A Venezuelan doctor who fled to Scotland has revealed the plight of patients treated in his ailing country’s hospitals.
Dr Miguel Cevedo told how shortages of medicine and equipment were leaving desperately ill Venezuelans at risk of infection and death.
After battling to protect his patients, Dr Cevedo fled his hospital fearing for his life after security forces threatened to arrest him.
He and fellow army medical staff had been using army kit to treat patients without permission from their commanding officers.
Political turmoil in the South American country is inflicting skyrocketing hyperinflation, power cuts and shortages of food and medicine.
President Nicolás Maduro has blocked humanitarian aid from crossing into Venezuela from Colombia and Brazil, and continues to cling to power despite opposition chief Juan Guaidó being recognised as the country’s leader by dozens of foreign nations.
Now Dr Cevedo, who is living with a Venezuelan friend, Jorge Lama, in Aberdeen, has described the shocking conditions in the country’s surgeries and hospitals.
He said: “The three hospitals where I worked didn’t have any resources and as far as I have been able to find out, things have not improved.
“We didn’t have any anaesthesia, suture material of any kind or even surgical cauterising equipment.
“There were no basics like needles or injectables of any kind, no chemicals to analyse blood or test for blood types.
“We worked blind. The three large hospitals where I worked now function as if they were in the middle of the Amazonian jungle with no resources available whatsoever.”
He said families of patients needing surgery would be asked to bring their own medical supplies, including gloves, sutures and even anaesthetic from local pharmacies.

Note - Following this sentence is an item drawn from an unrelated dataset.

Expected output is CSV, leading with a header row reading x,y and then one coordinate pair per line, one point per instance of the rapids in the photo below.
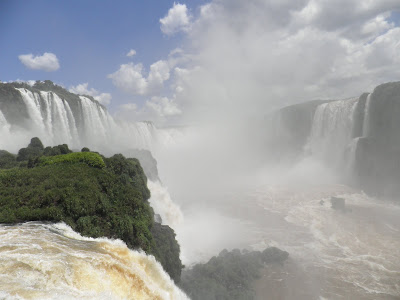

Dr Cevedo, 44, says he and colleagues created a non-political group called ALFA, made up of doctors, nurses, instrument technicians and gurney crews, willing to help in humanitarian efforts.
“Each of us paid our own way and covered all our own expenses,” he added.
“Many times, we would end up in some farm or large abandoned building sleeping in hammocks and eating out in the open whatever food was made available.
“Small children, babies and mothers who had just given birth died for lack of basic antibiotics,” he said.
“Many amputations are taking place because of the lack of medical equipment to repair massive bone injuries.
Doctors who protested about the lack of medicine or equipment have been arrested by government security forces swooping on hospitals.
“Any time we reported wrongdoing by any of the military officers in the hospital we were threatened both by the military and the police with beatings and going to jail.
“None of the unions or organisations that could have helped us intervened as everyone was afraid of the police and the military,” Dr Cevedo added.
“Being in the military offered me an opportunity to use their resources made available to me to transport patients, medical personnel and supplies.
“This worked well for a few months until I was found out and I was about to be arrested when I decided to leave the country.”
Dr Cevedo says he would be arrested if he returned.
He has left his wife and four children – a daughter now 14 and three sons now 13, 11 and five-years-old – back home in Venezuela and is working in labouring jobs to earn money to send home for food.
“I am sending money to my family because inflation makes basics like even bread and cheese hugely expensive,” he added.
Bread now costs £4 a loaf when the average weekly salary is £4.50.
“People are struggling to buy basic food on average salaries,” Dr Cevedo added.
“I have a wife and four children. Hopefully, my family will be able to leave soon and join me.
“My youngest son was just three when I left Venezuela.
“I miss them so very much.”
To escape Venezuela Miguel walked more than 2,000 miles down the Pan-American highway to Peru.
“I left in October 2017 with my colonel uniform on and was able to travel to the Colombian border city of San Antonio del Tachira,” Dr Cevedo said.
“From there I walked across the border to the Colombian city of Cucuta.
“I then turned my military-issued handgun in to the Colombian authorities, and got rid of my uniform.
“I joined a large group of people who had gathered to walk through Colombia on their way to Ecuador, then Peru.
“For 26 days I walked with this group down the Pan-American highway route stopping only for short meals given to us by the local people.
“I rested at night in old abandoned buildings that many of the locals had refurbished with mattresses and tin roofs to protect us from the rain.”
The UN says more than three million Venezuelans have left the country in recent years.
Dr Cevedo’s move to Scotland was only possible because he was able to get a Spanish passport as his mother was born there.
A university friend Jorge Lama, an oil worker in Aberdeen, helped him fly to Aberdeen.
Scotland and Venezuela’s common link with oil and gas has made the city a natural oasis for fleeing refugees.
Many are sending money home to starving families.
Dr Cevedo is unable to practise as a doctor in Scotland because he is unable to access verification documents from his old university.
Further higher medical training in the UK may also be necessary.
“The priority just now is to work at whatever I can here and send money home for food,” he added.